Data poor? Simulate yourself some data, son

If you are eager to get started with verywise but do not have access to a dataset (yet), you can generate both a set of ready-made FreeSurfer surface data files and a phenotype file to go with it.

The simulated dataset will already be saved into a verywise structure.

library(verywise)
#> Welcome, verywise user!
#> This is version: 0.1.3
#> For questions, issues, and bug reports, please see https://github.com/SereDef/verywise

Only generate the brain data

If you have a phenotype dataset already, but you are missing some FreeSurfer data, you can call the following function:

# Simulate FreeSurfer dataset
my_dataset_structure = list("cohort1" = list("sessions" = c("01", "02"),
                                             "n_subjects" = 100),
                            "cohort2" = list("sessions" = c("01", "02"),
                                             "n_subjects" = 150)
                            )
my_random_seed = 1984

simulate_freesurfer_data(path = "./VeryWiseUser/SimulatedExample",
                         data_structure = my_dataset_structure,
                         vw_resolution = 163842,
                         measure = "thickness",
                         hemi = "lh",
                         fwhmc = "fwhm10",
                         target = "fsaverage",
                         vw_mean = 6.5,
                         vw_sd = 0.5,
                         simulate_association = NULL,
                         seed = my_random_seed)
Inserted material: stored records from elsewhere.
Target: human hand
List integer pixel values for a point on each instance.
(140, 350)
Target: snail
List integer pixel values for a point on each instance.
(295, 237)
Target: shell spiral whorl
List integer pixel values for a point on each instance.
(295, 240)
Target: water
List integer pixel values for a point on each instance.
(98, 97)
In this example, we are going to generate 500 left hemisphere ("lh") thickness maps. These maps belong to 250 fictional subjects, who all underwent 2 MRI sessions ("01" and "02") and belong to two cohorts ("cohort1" and "cohort2"). The resolution of these fake surface maps is 163842 vertices (corresponding to the most detailed FreeSurfer template "fsaverage"), and they will have an overall mean of 6.5 (mm thickness) and a standard deviation of 0.5.

You can also use the function to specify a simulated association with a variable of your choice. TODO

Only generate the phenotype data

On the other hand, if you already have some surfaces but you would like a phenotype to go with it you can use:

# Simulate phenotype dataset
simulate_long_pheno_data(data_structure = my_dataset_structure,
                         seed = my_random_seed)
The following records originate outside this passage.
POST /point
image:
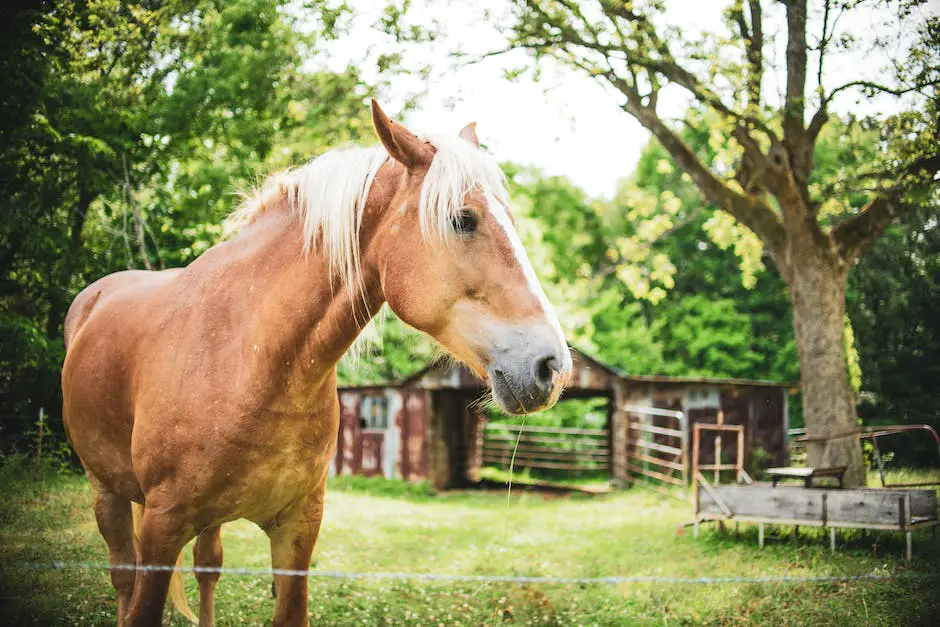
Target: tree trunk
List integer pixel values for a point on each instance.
(58, 293)
(817, 289)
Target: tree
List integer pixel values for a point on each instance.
(765, 174)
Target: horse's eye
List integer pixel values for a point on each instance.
(465, 223)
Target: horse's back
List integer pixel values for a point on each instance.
(109, 288)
This will generate a minimum “long format” dataframe with the variables you need, as well as simulated “sex” and “age” of the sample.

Alright, all in one go now

# Simulate FreeSurfer and phenotype dataset
simulate_data(path = "./VeryWiseUser/SimulatedExample", 
              data_structure = my_dataset_structure,
              simulate_association =  0.05 * pheno$age,
              overwrite = TRUE,
              seed = my_random_seed)

This will call simulate_long_pheno_data() and simulate_freesurfer_data() to give you everything you need to play around with verywise model fitting.